Additionally, to compare regional emission levels, we analyzed emission inventory data from other provinces, such as Guangdong and Shaanxi (Li et al., 2023; Bo et al., 2023). The results indicate that Henan Province generally exhibits higher emissions of most pollutants. It can be explained by differences in industrial and energy structures. As a major agricultural and industrial province in Central China, our study region relies heavily on coal and maintains intensive agricultural activities, which contribute to elevated emissions of SO2, NOx, NH3, and CH4. In contrast, Guangdong benefits from a cleaner energy structure and an economy dominated by the service sector, thereby reducing emissions. Although Shaanxi possesses a substantial industrial base, with the primary sector accounting for 7.8 %, the secondary sector for 47.6 %, and the tertiary sector for 44.6 % (SPBS, 2023), its industrial structure differs significantly from that of Henan. Coal mining constitutes a large proportion of Shaanxi's industrial structure, with annual raw coal production consistently ranking third nationally. Additionally, Shaanxi has a lower vehicle ownership compared to Henan, resulting in emission differences between the two provinces.

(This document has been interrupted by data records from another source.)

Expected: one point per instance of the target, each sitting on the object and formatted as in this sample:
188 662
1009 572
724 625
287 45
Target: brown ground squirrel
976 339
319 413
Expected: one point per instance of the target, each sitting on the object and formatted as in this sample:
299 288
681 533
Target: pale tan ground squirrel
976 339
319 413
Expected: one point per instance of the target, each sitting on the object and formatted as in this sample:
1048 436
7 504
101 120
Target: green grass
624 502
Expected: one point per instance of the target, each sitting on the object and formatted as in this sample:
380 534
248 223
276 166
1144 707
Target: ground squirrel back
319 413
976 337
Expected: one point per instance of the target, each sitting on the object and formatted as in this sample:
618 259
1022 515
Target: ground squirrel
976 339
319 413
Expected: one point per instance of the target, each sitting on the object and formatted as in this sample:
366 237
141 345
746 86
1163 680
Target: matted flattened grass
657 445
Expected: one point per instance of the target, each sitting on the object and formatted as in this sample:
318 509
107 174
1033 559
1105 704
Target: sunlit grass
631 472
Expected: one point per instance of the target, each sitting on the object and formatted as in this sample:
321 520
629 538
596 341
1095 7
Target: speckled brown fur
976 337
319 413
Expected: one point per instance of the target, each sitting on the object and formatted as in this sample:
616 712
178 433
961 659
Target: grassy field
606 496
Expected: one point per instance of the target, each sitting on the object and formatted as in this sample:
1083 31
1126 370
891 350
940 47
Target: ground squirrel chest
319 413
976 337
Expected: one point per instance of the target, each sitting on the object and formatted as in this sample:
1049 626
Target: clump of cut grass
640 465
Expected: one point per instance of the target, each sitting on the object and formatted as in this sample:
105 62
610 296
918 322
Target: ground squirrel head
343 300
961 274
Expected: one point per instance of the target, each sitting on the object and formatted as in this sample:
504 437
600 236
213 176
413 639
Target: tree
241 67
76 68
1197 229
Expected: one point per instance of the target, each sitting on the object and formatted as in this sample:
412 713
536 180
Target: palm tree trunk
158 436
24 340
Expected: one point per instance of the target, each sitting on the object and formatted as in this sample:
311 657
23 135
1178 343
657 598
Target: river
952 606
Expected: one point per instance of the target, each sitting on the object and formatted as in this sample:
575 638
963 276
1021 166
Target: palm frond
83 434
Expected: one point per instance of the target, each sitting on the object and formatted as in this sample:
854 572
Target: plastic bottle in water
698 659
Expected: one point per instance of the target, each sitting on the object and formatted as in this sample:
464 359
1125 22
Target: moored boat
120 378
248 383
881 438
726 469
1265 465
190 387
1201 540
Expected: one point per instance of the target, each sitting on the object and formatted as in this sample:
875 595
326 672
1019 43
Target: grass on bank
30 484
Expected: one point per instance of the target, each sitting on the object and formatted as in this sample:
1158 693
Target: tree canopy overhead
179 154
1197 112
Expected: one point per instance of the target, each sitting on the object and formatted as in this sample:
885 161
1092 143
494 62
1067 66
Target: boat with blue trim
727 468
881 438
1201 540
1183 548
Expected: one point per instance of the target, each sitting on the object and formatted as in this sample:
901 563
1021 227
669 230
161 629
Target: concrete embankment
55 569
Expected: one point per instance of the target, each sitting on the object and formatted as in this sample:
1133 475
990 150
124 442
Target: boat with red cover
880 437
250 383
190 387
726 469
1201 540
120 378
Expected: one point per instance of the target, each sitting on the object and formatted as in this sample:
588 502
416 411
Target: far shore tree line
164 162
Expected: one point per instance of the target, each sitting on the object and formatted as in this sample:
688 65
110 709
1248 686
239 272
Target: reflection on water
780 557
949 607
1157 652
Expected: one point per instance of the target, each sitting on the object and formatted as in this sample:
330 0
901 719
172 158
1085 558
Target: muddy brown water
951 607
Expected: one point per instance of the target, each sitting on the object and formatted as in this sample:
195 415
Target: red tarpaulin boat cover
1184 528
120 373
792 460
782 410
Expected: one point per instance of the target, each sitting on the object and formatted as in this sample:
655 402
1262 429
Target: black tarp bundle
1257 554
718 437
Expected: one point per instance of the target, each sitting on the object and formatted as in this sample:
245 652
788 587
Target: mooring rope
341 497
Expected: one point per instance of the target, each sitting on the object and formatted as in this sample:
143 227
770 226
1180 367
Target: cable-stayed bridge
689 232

3.3.2 Uncertainty analysis
Uncertainties in emission inventories arise mainly from the volatility and incompleteness of data on emission factor and activity date of emission source, as well as errors and under-representation of monitoring instruments. These issues are inherent challenges in constructing emission inventory (Super et al., 2020). This study employs the Monte Carlo simulation method to assess the uncertainty of the emission inventory. With respect to the probability distribution characteristics of emission factors, a 10 000-iteration random sampling simulation is conducted to calculate the 95 % confidence intervals for pollutant emissions from each source category (Table 3). Among all pollutants, the emissions of NH3, VOCs, and N2O show relatively high uncertainty. This is mainly due to the limited representativeness of emission factors and difficulties in collecting reliable activity data. For NH3, the main source of uncertainty lies in activity data, with waste treatment showing the highest uncertainty (−73 %, 75 %), followed by agriculture (−54 %, 52 %). The primary reason is the complexity of emission processes and challenges in accurate monitoring. In waste treatment, different treatment technologies and variable waste composition contribute to emission uncertainties (Zheng et al., 2012). In agricultural activities, varying fertilization practices and changing climatic conditions significantly influence NH3 volatilization, while farmers often lack detailed fertilization records (Lessmann et al., 2025). These factors collectively contribute to the substantial uncertainty in emission data. For VOCs, uncertainty mainly arises from the applicability of emission factors. In sectors such as mobile source and oil storage and transportation, emission levels vary widely due to vehicle conditions, fuel quality, and equipment aging, resulting in an uncertainty of up to −65 % and 63 %. For N2O, uncertainty is primarily concentrated in agricultural source. Data Gaps in data regarding livestock manure management – including treatment methods, storage duration, and application practices – make it challenging to accurately quantify emissions, particularly for small-scale farms (Hu et al., 2024).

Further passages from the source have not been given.